Türkiye’nin de içeride ve dışarıda yeni barış süreçleri inşa etmesinin zorunluluk olduğunu ve böylece Türkiye’yi terk etmek zorunda kalan onbinlerce insanın ülkeye gelmesinin önünü açacaktır. Türkiye’nin izleyeceği barış politikalarının Ortadoğu’da barışın yerleşmesine önemli katkılar sunacağını da belirtmek isteriz.

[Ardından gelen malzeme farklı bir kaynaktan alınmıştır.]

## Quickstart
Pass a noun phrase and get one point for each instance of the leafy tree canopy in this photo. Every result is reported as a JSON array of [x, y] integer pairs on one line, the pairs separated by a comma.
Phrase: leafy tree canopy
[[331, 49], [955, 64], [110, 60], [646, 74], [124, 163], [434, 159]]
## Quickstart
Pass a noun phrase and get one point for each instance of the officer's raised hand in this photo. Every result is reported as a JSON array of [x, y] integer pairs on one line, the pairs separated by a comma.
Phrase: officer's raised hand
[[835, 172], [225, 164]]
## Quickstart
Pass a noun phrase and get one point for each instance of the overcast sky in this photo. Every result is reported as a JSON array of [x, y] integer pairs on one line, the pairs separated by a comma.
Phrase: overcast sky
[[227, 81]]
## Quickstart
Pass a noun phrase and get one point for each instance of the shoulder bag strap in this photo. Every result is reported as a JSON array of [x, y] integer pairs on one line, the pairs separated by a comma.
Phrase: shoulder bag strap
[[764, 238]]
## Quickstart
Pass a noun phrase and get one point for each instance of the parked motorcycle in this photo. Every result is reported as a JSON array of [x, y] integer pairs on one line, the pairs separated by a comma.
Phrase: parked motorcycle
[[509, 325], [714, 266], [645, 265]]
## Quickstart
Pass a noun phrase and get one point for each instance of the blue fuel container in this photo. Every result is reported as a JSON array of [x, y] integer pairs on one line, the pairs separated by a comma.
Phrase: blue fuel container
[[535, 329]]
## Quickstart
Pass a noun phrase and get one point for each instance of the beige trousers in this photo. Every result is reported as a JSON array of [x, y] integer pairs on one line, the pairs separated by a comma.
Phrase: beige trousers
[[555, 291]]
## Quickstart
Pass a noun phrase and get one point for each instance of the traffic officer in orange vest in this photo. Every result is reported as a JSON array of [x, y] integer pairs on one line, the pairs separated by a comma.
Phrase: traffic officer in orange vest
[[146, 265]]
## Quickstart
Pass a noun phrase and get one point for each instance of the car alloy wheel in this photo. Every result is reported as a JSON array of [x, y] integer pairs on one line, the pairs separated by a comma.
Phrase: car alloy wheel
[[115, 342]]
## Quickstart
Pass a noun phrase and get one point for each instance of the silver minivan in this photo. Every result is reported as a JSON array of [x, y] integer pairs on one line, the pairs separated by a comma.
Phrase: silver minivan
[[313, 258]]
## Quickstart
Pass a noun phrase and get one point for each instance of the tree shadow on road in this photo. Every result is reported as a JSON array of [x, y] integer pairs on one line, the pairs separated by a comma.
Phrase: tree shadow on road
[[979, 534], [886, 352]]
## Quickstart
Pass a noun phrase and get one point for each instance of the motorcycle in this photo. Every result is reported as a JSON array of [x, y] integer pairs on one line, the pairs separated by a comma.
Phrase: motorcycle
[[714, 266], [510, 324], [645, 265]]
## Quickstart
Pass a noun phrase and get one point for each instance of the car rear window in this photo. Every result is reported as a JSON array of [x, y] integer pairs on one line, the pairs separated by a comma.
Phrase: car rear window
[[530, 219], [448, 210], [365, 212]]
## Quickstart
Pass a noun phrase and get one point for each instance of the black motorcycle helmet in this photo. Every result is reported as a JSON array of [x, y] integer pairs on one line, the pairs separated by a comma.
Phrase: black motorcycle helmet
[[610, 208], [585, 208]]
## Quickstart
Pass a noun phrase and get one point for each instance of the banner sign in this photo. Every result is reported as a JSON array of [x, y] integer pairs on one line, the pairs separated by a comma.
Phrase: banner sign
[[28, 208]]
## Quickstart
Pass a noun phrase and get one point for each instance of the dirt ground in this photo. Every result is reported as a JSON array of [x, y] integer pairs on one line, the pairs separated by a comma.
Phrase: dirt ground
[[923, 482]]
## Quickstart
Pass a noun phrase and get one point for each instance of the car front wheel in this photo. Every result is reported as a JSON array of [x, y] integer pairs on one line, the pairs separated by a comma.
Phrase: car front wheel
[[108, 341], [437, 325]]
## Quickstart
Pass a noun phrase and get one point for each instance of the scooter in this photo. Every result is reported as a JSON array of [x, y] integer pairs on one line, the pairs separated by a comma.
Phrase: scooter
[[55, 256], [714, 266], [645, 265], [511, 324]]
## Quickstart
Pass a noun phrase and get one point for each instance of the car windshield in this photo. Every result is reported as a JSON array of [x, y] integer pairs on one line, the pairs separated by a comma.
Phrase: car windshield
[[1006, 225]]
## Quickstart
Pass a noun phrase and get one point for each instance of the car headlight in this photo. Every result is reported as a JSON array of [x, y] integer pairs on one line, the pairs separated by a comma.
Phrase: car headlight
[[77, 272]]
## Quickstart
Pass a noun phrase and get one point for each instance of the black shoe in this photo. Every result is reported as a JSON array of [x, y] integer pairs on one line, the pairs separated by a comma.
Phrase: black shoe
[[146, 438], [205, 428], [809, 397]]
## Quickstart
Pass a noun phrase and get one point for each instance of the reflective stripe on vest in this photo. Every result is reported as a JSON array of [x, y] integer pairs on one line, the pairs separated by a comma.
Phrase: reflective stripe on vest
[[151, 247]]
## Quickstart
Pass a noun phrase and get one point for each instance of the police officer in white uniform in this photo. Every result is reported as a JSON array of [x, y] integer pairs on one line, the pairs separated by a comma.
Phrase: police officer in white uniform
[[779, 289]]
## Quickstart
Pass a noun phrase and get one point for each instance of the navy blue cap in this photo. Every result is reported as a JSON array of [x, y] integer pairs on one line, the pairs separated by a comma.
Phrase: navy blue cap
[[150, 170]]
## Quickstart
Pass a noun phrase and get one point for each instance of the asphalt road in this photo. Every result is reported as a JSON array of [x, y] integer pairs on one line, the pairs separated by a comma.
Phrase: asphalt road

2011 yılında Suriye iç savaşının başlaması ile birlikte Türkiye büyük bir göç dalgası ile karşılaşmıştır. Türkiye’de 2019 Nisan ayı itibari ile 3.6 milyon Suriyeli, 170.000 Afgan, 142.000 Irak, 39.000 İran, 5.700 Somali ve 11.700 ise diğer tabiyetlerden olmak üzere 4 milyon mülteci/sığınmacı/göçmen bulunmaktadır. Göç İdaresi Genel Müdürlüğü 2019 verilerine göre Türkiye’de bulunan 3.613.644 Suriyeli’den 109.262’si geçici barınma merkezlerinde, 3.504.382’sini geçici barınma merkezlerinin dışında kalanlar oluşturmaktadır. Mülteci çocukların sayısı 1.670.700, kadınların sayısı 858.560, erkeklerin sayısı 1.084.384’dir. Nisan 2019 itibari ile yalnızca 6820 mülteci üçüncü bir ülkeye yerleştirilmiştir. 2018-2019 yılında Türkiye karasularında 97 mülteci ya yaşamını yitirmiş ya da kaybolmuştur. En son 17 Haziran’da Bodrum’da mültecileri taşıyan tekne batmış ve 12 mülteci yaşamını yitirmiştir.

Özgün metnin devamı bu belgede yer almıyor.